С шеи серого я снял круглого, насосавшегося клеща.
       – Собака, а все понимает, – сказал я. – Видишь, специально шею подставляет.
Циника передернуло.
       – Зачем ты это делаешь? Они по помойкам, а ты, фу. Они все больные, все заразные. У этого сбоку, что, грыжа что ли?
       – Кто-то его пнул. Они глупые на людей кидаются. Особенно, когда я рядом. Защищают. Хотят, чтоб я их взял к себе. Все хотят иметь крышу над головой. Только куда же я их возьму, в разъездах все время? Ну серый, не лижи мне руки. Нечего мне тебе дать.
       – Да, вот этих, вот этих плешивых в дом!? Возьми.
       – А помнишь, как мы мечтали, чтобы нас кто-нибудь взял, – напомнил я Цинику. – Все живое хочет тепла. Люди сделали этот мир таким, какой он есть, а собаки - собаки ни в чем не виноваты.
Я поднялся.
      – Ну бегите. Давно их не было. Перестал кормить и убежали. Они маленькие, им года по два. Кто-то принес во двор и оставил. А они щеночки совсем, на детской площадке в ящике жили, ночь напролет пищали – не уснуть. Я кормил и соседка по этажу.
      – И зачем? – спросил Циник. – Думаешь, совершил Добрый поступок? Расплодятся они и вместо трех голодных щенков будет двадцать. Своей добротой ты умножаешь несчастье, подыгрываешь злу.  Надо было их убить.
      – Убить и без меня, найдутся желающие. – ответил я. – Я не вылечу этот мир, и никаких сверхзадач по его исцелению не ставлю. Я просто не могу пройти мимо, когда кому-то плохо. Ты  пытаешься рассуждать рационально в иррациональном мире.
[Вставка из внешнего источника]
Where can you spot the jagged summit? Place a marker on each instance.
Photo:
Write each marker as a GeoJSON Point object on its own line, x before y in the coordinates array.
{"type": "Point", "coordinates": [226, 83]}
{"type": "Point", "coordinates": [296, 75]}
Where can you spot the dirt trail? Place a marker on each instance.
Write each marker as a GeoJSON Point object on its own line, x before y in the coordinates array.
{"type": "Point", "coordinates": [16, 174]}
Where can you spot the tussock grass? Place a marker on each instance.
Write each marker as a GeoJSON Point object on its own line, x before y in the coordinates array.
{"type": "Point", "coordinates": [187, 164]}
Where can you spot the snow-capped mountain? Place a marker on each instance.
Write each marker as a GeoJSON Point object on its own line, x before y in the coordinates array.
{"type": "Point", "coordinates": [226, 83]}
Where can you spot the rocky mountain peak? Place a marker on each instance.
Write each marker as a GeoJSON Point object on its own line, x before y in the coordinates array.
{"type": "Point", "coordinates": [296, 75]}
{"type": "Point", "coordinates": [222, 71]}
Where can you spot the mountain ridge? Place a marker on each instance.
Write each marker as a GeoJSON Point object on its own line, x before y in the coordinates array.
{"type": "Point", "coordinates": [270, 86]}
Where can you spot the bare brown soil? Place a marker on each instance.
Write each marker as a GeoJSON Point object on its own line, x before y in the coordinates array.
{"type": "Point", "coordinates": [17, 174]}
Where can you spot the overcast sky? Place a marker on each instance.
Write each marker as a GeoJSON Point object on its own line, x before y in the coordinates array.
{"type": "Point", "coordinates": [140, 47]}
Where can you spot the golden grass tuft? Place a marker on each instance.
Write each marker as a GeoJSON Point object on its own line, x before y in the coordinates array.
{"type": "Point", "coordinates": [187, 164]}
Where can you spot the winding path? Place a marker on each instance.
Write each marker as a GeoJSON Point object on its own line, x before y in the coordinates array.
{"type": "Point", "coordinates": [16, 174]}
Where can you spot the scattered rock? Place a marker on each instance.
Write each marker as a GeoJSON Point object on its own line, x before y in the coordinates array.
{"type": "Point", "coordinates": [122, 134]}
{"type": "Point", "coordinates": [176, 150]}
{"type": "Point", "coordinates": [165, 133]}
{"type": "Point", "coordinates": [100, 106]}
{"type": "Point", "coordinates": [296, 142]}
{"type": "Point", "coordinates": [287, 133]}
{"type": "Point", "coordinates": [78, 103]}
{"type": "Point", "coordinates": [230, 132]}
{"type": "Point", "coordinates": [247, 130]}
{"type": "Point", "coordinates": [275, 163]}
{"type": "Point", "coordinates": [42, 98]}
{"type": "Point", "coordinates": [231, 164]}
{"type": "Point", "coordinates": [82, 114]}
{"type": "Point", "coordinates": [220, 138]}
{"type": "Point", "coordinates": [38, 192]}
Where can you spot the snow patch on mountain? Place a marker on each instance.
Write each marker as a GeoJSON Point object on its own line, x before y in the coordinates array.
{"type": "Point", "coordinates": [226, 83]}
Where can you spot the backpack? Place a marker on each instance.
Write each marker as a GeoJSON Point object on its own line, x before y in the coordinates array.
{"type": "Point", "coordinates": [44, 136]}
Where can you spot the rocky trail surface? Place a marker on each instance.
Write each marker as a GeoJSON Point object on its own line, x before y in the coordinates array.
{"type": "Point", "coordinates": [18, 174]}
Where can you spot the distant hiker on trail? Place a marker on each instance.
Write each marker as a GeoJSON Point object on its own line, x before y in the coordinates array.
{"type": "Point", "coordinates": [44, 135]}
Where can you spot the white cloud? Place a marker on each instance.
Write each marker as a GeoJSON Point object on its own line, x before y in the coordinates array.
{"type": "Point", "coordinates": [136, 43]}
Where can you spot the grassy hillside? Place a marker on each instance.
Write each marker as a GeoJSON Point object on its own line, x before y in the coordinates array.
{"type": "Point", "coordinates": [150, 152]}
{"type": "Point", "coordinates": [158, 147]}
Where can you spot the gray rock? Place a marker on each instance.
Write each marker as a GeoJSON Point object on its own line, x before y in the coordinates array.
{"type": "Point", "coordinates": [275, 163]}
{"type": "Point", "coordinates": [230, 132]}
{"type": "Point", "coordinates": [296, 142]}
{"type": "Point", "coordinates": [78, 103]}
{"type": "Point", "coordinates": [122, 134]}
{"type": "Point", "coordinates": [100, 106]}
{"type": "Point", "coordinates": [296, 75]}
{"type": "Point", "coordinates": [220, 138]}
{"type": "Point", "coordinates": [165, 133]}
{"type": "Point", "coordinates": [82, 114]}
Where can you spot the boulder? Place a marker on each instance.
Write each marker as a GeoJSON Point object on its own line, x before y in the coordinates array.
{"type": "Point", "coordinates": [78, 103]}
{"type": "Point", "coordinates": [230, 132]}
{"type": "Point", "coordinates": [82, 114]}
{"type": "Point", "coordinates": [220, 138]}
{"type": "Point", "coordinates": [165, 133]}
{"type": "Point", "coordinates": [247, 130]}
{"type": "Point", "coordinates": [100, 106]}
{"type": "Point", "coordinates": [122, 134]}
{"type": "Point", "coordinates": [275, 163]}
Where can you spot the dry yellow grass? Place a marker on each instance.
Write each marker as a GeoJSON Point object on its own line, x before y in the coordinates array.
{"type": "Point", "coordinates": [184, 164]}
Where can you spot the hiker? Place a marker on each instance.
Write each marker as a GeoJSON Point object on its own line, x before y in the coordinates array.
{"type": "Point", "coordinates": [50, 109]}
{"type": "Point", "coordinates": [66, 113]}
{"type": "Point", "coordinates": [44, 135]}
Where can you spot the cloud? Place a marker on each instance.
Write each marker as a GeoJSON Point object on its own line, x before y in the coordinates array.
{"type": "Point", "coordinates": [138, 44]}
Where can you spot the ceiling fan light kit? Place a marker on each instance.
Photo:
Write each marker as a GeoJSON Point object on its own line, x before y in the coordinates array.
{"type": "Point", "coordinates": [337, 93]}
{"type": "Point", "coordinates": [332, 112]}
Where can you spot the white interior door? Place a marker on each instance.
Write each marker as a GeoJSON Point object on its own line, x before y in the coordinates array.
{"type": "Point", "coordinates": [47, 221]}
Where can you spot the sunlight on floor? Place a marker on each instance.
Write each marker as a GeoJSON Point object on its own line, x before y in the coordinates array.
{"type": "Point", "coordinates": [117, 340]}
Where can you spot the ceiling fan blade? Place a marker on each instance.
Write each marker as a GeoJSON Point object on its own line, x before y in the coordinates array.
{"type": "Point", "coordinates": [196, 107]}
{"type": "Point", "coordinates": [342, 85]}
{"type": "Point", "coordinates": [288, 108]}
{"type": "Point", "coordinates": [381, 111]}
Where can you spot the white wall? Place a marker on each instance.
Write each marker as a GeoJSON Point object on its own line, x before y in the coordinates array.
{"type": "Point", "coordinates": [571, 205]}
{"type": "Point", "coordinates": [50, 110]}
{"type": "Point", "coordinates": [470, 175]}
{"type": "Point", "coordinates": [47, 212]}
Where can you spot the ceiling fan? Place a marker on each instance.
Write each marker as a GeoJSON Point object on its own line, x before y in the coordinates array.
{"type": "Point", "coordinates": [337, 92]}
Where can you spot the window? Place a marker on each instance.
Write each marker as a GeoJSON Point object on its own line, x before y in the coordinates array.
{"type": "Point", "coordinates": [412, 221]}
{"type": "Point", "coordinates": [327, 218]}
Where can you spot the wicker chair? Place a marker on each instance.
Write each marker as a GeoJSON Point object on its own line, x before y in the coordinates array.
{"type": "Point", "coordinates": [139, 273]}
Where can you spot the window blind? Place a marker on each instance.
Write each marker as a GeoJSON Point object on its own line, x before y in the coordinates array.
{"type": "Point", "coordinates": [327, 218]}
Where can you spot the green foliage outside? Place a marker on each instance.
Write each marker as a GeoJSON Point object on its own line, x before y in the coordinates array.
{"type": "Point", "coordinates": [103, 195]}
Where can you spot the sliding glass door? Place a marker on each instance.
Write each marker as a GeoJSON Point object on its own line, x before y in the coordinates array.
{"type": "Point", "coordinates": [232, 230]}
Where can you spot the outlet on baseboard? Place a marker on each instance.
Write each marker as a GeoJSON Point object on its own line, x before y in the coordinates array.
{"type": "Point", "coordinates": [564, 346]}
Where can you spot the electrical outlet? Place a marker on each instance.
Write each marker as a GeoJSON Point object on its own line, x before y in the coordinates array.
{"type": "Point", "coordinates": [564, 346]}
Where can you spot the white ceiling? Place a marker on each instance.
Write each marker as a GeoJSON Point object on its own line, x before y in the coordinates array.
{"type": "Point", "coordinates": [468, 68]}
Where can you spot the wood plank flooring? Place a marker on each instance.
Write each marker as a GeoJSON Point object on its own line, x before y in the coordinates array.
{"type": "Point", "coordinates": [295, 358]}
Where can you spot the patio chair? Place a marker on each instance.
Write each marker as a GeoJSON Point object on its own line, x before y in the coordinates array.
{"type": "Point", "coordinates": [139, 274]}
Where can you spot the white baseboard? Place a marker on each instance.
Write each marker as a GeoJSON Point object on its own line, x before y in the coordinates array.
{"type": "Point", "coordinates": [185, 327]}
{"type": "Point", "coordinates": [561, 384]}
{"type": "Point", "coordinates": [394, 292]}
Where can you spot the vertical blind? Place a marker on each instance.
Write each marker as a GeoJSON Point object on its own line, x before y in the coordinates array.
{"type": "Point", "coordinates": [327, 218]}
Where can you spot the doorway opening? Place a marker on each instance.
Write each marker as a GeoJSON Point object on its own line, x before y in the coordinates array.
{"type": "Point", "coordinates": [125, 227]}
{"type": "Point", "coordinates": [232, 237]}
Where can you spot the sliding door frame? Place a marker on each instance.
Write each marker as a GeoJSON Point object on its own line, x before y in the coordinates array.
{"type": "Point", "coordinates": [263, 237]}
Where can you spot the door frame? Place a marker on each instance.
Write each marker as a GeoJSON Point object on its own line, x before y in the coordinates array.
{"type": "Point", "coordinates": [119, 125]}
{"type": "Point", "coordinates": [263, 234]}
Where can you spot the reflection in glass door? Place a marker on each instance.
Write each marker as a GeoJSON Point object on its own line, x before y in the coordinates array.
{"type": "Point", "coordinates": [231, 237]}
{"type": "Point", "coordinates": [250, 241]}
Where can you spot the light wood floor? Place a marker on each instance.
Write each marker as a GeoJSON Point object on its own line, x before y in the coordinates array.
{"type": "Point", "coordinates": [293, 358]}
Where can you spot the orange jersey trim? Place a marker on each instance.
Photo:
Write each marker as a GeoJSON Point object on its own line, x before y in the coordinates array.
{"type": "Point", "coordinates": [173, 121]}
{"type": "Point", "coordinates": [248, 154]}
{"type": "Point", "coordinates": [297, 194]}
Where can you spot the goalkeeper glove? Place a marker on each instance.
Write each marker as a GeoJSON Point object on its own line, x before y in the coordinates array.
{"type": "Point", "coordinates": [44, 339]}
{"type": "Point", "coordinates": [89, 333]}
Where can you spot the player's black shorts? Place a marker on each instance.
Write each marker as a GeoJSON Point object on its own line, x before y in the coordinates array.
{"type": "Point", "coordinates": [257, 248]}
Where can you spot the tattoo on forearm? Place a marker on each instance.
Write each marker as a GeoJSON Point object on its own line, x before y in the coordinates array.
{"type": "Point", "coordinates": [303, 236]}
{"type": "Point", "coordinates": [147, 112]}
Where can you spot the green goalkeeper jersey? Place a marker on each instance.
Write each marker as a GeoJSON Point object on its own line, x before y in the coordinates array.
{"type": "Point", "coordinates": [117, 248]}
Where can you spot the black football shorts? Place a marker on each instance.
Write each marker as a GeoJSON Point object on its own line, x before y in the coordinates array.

Я вот не верю в рациональность.
      Дырявое все – и логика и математика – все дырявое. Вычистим землю, посадим везде персики, создадим сверхлюдей, здоровых таких детин с квадратными головами, чтоб каски не падали – все это не работает. Если б работало, давно бы уже сделали. Глядишь, вроде и породистый, и плечищи, и череп правильной формы, а все равно дохнет. Не получается  как-то из таких доминирующую расу состряпать.
      Вот эти видишь вшивые, мухами уши покусаны, клещами облеплены – зараза ведь на заразе. А никакая хворь не берет - иммунитет. И без меня плодиться будут  и голодными бегать. Ты их, конечно, не станешь убивать, ты их просто не заметишь, пройдешь себе мимо. Мне вот разве пожалуешься - ох сколько ж развелось, а вот я бы.

         = Что ты бы? Приют для них построишь? Активистом станешь, деньги найдешь, чтоб ветврачи сук стерилизовали? Хрен. Я бы кабы-о-го-го бы, и на этом все. А я их просто покормлю. Просто так, без заглядывания в будущее, и размышлений о помощи городской администрации и прогрессивному человечеству.  Ради одного сытого дня в их жизни - покормлю. Ради себя.  А ты хорошо придумал – никому ничего, и вроде о всех позаботился.
       – Дырявая математика, – косо усмехаясь, повторил мои слова Циник.
       – Конечно дырявая. Ты вчера про силу случая и интересно говорил, мне понравилось.
       – И в селекцию не веришь?
       – Верю, как во что-то декоративное и не живучее. Оставьте ваших сверх удойных коров в покое на пяток лет – перемрут, или станут такими как раньше. Селекция ваша тоже дырявая.
Собаки отстали. Мы обошли городскую площадь, и снова свернули во дворы. Циник шел рядом, брезгливо поглядывая на мои руки. Наверное, вспоминал, как я гладил серого.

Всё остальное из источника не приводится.